Home UpLogging in the Maine Woods
There are plenty of empty places in the United States, but they're all on public lands except for the empty quarter of northern Maine. There, west of state highway 11 and north of Moosehead Lake, lie roughly 5,000 square miles of the very private, fee-title property of a few timber companies. There's no virgin timber left—no room for Northwest logging heroics—and there's also a lot of completely mechanized production, with men in machines, not on the ground. Look around the edges, however, and there are still small contractors working with chainsaws and skidders for some of the smaller landowners. The work isn't as healthy as it was in the days of crosscut saws and oxen, but it's probably as dangerous.
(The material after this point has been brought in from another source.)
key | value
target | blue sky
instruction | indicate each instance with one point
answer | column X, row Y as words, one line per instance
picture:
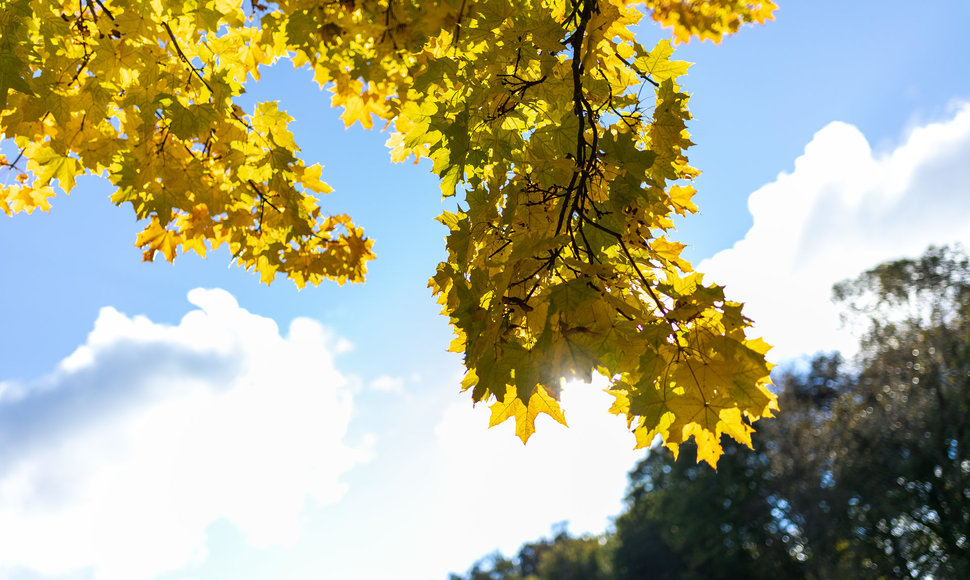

The roads through this part of Maine are private, though the landowners permit controlled public access. The stylish red signs here are on the Golden Road, built by International Paper for log trucks heading east to Millinocket or west to St.-Zacharie, Quebec.
Surrounded by farming—rough pastures in Quebec and potato fields in Maine—the forest economy rests on ownership patterns established in the 19th century, when Maine surveyed these northern lands into gridded townships much like the American Midwest, then auctioned the land in 36-square-mile blocks. This wasn't homestead country, in other words, and the owners (and their heirs, personal and corporate) have never allowed residential development. Want to know where this picture was taken? The sign refers to township two north, range 13 west, measured from a basepoint at the southern end of the straight line that forms the northern part of Maine's eastern border. You'll go 12 miles north of that point and 78 miles west of it.
An entrance to one of the private roads. These roads operate year-round, despite the long winter. Trucks lose traction on ice only at winter's end, when thaws cover the ice with a film of meltwater.
Pitiful. So say the swaggering fans of logging in British Columbia, where trees like these are called weeds. True enough, and even this "chopper"—the local term—will lament the size of the "stems" being cut these days. Before you get dismissive, however, remember the biting flies around here in the summer, the thickets of undergrowth characteristic of second-growth forest, and—worst of all—four feet of snow half the year. Work goes on.
No need to yell "timber." There's nobody to hear.
A quick step or two back.
The forest is so thick that a falling tree brings down a lot of other stuff with it, tangling the site.
A "no-no:" walking the stem to cut off the branches. It's too easy to slip with that saw still racing, but the ground is such a mess that there's no easy alternative. For the chopper, time is money.
Repetitive-stress injuries? You bet. Choppers are finished by their 40s.
Skidding the logs out to a landing. The chopper's partner handles this part of the work and brooks few obstacles.
A decent load of almost respectable logs.
A smaller set, all "choked" up.
A very large percentage of the wood fiber winds up as pulp or paper. It's been that way since both International Paper and Great Northern started production early in the 20th century.
Because most of the wood will be pulped, it's sometimes bucked into 4-foot lengths. It's an obsolete practice but still commonplace on the smaller holdings, where roads like this will be walled for hundreds of yards with shortwood ready for loading.
Stacked tree-lengths here. Clearcut is the order of the day.
A loader waiting for a haul truck. He'll stack it high and off it will go to the mill.